Here’s a sentence that I never thought I’d write. Have you ever thought to yourself, in an idle moment, ‘I wonder what Steve Overland would be like at singing metal songs?’ Ok. I hadn’t either.

Then Kings of Mercia happened.

Steve Overland, it is my absolute unshakeable belief, has the finest voice in music. FM – his day job for almost 40 years, should be in arenas. They are sometimes. But only as the opening act and it upsets me.

Before I get too carried away, we’d best introduce the rest of Kings Of Mercia. Jim Matheos of Fates Warning and loads of other outfits, decided to write some stuff that was out of his comfort zone.  Hre got a list of singers that would suit this brave new world in his head, and long story short, a friend suggested Overland. Enter journalist Dave Ling to provide contact details, and away we go.

Now, these lads know people, so drummer Simon Phillips (sticksman to the stars, The Who, Toto and all kinds) and Joey Vera (I’d list his bands but this is a review not a Wiki Page) are recruited.

All of this sounds like one of those fantasy bands that Frontiers Records like to put together (indeed, Overland has done a couple of those) but it is out on Metal Blade, and more importantly, it is staggering a) how nobody thought to do this before, and b) how good it is.

“Wrecking Ball” has all the hallmarks of the album as a whole. Grown up. Classy (check out the solo!) with a hook that sticks in your head, with Overland singing as only he can and crucially sounding perfect over heavier material.

The phrase “heavier material”, applies to the words here too. Darker lyrics than usual, but my goodness it suits. “Humankind”, the first thing that came together is a prime example of that, but there’s a swagger, a confidence.

Indeed, everywhere you look here, there’s something you can’t resist. “Sweet Revenge” is anchored down by Vera’s wonderful bass, coming in with a real menace. But it soars. Likewise, there’s a kind of in-built grandiosity to “Set The World On Fire” that is almost a knowing glance before it races off on the back of a wonderful Matheos lead.

“Too Far Gone” feels like the album’s centrepiece. Acoustic and slow building, it reflects poetically for over six minutes, and the way it builds is a joy to behold, it really is. Cleverly, they follow this with “Liberate Me” which, after its prog style lead opening, is a straight ahead, heads down rocker.

There’s a few tracks here that could just about fit into an FM show. “Nowhere Man” is perhaps the best example of the “rock” ones, and “Everyday Angels” is like the obligatory power ballad that you knew would be here at some point. It’s cool too. And it’s sweet natured. Celebrating people rather than love.

The last time I reviewed a record with Vera on it was the Motor Sister one from earlier this year, and in fairness to “Is It Right” it could have made it on there no trouble. Fun, muscular, self assured, it is everything that modern hard rock should be.

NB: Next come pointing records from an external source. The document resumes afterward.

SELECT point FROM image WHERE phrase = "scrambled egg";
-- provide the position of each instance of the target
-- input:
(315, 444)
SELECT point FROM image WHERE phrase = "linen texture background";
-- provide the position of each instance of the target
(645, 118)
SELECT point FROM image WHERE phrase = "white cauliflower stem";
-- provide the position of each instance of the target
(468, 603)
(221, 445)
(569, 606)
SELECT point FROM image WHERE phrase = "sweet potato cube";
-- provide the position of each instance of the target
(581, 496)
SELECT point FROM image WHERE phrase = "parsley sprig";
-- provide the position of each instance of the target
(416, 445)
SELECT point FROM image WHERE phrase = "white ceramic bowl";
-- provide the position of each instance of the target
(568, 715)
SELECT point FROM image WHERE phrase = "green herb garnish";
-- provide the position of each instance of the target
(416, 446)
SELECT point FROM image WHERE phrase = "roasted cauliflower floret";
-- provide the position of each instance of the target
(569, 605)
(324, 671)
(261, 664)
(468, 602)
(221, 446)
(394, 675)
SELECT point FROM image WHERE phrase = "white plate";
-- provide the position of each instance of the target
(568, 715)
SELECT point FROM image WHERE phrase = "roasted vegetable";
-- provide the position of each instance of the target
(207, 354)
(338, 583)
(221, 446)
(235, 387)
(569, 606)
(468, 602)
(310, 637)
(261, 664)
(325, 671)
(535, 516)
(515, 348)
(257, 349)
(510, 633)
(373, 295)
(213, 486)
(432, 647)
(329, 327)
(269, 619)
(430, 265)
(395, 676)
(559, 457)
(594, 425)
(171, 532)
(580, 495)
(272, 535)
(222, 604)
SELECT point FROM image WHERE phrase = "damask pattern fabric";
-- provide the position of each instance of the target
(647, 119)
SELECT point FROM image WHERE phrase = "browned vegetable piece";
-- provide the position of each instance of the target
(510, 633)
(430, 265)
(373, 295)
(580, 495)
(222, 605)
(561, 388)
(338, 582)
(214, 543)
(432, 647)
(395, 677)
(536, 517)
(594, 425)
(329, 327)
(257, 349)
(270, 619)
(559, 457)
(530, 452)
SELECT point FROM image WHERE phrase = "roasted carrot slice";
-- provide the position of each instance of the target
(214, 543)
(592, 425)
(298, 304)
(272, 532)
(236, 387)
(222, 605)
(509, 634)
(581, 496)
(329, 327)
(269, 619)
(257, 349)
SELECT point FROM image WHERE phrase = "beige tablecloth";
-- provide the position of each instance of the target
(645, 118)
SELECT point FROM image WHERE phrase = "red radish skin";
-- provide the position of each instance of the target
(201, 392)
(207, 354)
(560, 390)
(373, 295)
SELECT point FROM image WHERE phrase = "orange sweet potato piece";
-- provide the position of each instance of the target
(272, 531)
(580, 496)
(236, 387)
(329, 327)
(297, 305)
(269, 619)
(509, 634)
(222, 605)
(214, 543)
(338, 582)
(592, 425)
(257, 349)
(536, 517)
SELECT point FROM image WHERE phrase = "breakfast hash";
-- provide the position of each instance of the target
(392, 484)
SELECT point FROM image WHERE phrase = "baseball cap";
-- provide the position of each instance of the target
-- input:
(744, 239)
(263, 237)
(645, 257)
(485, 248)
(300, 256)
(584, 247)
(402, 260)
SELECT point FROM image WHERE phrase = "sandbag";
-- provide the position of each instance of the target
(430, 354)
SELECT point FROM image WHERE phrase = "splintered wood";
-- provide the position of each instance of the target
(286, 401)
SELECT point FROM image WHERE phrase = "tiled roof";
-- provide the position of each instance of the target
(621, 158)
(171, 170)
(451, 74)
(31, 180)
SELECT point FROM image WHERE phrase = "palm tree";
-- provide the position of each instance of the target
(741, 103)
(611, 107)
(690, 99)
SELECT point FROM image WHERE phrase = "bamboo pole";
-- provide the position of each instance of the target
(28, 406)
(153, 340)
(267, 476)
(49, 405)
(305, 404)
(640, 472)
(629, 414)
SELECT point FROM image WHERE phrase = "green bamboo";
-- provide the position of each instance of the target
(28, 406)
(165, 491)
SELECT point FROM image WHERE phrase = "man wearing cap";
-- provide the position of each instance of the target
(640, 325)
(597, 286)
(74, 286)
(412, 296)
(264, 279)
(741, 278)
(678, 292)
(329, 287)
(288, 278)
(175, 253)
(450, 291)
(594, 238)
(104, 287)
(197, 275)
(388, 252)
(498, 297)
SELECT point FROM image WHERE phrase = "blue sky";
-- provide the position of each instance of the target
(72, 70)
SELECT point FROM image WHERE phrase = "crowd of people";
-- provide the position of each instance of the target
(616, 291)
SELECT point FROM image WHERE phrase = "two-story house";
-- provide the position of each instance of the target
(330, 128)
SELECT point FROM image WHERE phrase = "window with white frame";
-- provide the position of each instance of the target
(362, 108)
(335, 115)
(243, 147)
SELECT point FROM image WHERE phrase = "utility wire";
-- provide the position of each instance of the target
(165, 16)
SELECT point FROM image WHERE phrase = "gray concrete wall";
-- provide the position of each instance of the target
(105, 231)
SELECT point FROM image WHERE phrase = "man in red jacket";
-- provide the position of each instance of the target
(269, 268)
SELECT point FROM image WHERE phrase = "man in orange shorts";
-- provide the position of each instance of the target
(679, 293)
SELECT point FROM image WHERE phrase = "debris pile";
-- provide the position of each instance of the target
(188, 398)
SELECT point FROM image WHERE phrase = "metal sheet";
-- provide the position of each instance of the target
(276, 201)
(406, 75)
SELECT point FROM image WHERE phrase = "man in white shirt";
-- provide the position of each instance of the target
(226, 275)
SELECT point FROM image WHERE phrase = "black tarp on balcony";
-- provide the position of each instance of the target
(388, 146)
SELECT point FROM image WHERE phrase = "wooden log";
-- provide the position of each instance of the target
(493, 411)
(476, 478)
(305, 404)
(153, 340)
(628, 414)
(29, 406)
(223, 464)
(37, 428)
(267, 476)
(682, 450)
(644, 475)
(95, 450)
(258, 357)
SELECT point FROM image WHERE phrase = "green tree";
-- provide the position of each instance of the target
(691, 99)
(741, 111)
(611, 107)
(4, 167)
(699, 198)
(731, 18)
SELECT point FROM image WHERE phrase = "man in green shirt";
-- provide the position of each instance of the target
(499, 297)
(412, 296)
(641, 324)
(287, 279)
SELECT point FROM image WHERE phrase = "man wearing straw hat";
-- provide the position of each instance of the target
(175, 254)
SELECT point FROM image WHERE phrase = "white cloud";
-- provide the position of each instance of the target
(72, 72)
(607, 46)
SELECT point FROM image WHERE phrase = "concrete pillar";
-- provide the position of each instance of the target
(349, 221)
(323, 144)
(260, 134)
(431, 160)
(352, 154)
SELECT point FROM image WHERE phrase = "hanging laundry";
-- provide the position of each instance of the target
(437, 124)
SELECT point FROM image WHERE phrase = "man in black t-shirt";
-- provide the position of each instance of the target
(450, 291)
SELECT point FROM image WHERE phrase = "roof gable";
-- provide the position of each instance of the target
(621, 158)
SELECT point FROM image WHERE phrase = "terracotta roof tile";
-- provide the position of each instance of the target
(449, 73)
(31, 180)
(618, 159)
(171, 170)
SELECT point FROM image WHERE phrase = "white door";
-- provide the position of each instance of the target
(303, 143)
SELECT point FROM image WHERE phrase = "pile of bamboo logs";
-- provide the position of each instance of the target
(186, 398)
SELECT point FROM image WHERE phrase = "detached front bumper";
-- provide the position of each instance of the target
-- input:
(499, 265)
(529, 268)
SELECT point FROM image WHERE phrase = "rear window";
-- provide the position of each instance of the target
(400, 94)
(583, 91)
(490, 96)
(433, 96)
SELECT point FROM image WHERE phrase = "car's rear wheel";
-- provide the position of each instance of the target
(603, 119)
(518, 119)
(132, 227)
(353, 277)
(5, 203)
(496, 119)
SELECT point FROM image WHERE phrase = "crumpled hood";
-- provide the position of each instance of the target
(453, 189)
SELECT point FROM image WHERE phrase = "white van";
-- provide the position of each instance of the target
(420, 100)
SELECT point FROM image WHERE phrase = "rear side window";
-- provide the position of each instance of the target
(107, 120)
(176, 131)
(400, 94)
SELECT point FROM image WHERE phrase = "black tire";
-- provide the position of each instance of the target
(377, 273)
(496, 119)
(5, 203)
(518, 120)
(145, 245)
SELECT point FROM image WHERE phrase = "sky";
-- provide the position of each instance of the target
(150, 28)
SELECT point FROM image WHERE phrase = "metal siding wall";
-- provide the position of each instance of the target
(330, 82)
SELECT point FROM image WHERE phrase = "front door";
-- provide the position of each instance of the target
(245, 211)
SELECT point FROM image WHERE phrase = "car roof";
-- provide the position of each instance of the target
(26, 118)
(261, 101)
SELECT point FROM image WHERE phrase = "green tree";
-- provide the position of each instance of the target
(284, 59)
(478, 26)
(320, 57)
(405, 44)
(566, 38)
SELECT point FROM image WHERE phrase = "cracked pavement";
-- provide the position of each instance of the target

I began this review by asking what it would be like to hear Steve Overland sing metal. In honesty, that was predicated on the last track. “Your Life” is brilliant. First and foremost that needs to be said, but its opening riff. It can’t be just me that hears Slayer, surely, before it settles down?

And, right there, is the point. Four majestic musicians doing what comes naturally, but pushing the boundaries at the same time. Any football fan will tell you, though, its not about the quality of the players, but how they blend. On that front, Kings Of Mercia are straight from the Premier League, and this is a truly magnificent album.